The key problem is that MR works well when each operation on a key/value pair is independent of any other key/value, and there are no external resource constraints.
But neither of those is true, especially during polite fetching.
For example, let’s say you implemented a mapper that created groups of 10 URLs, where each group was for the same server. You could easily process these groups in a reducer operation. This approach has two major problems, however.
First, you can’t control the interval between when groups for the same server would be processed. So you can wind up hitting a server to fetch URLs from a second group before enough time has expired to be considered polite, or worse yet you could have multiple threads hitting the same server at the same time.
Second, the maximum amount of parallelization would be equal to the number of reducers, which typically is something close to the number of ccores (servers * cores/server). So on a 10 server cluster w/dual cores, you’d have 20 threads active. But since most of the time during a fetch is spent waiting for the server to respond, you’re getting very low utilization of your available hardware & bandwidth. In Bixo, for example, a typical configuration is 300 threads/reducer.
Much of web crawling/mining maps well to a Hadoop map-reduce architecture, but fetching web pages unfortunately is a square peg in a round hole.
Regarding the “the maximum amount of parallelization would be equal to the number of reducers, which typically is something close to the number of ccores (servers * cores/server). So on a 10 server cluster w/dual cores, you’d have 20 threads active.” piece:
Do number from this example match what you’ve observed with Nutch? I don’t have an example of Nutch log handy, but it does include the number of active threads, so I’m wondering if in your experience it really matches the above theory(?)?
My comment about parallelism being limited by the number of reducers is based on a design goal of trying to use straight MR, without the complexity of additional threading support.

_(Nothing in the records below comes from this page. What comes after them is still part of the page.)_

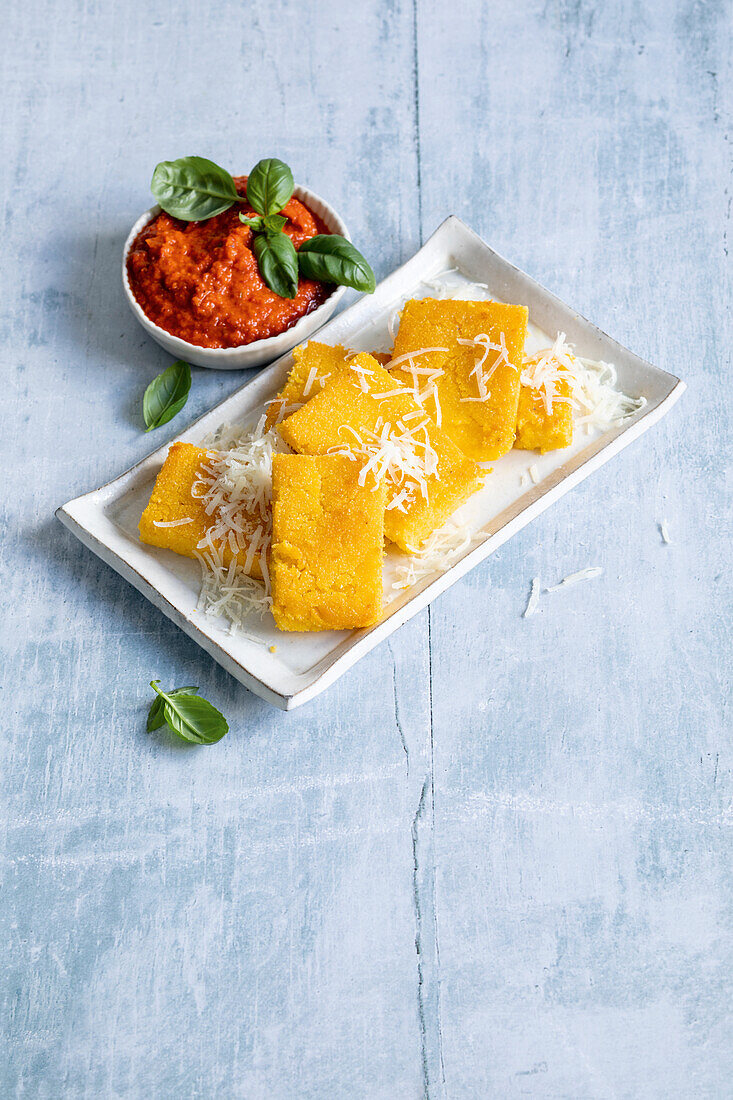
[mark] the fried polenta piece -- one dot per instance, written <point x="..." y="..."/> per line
<point x="365" y="411"/>
<point x="172" y="502"/>
<point x="474" y="402"/>
<point x="538" y="429"/>
<point x="327" y="543"/>
<point x="313" y="363"/>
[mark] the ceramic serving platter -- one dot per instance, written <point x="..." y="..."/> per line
<point x="303" y="664"/>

Since you don’t get sufficient parallelism via just the number of reducers, you have to deal with the added complexity of a multi-threaded reducer. Which is what Nutch and Bixo both do – but it’s not pretty 🙂
Regarding the “But since most of the time during a fetch is spent waiting for the server to respond, you’re getting very low utilization of your available hardware & bandwidth.” Isn’t the waiting time parallelized by MR? so it ends up faster?
Yes, MR will parallelize this wait time. But you can’t run many MR tasks/server, as each one runs in its own child JVM. So to make efficient use of your hardware, you need to achieve greater parallelism, which means layering a multi-threaded model on top of Hadoop.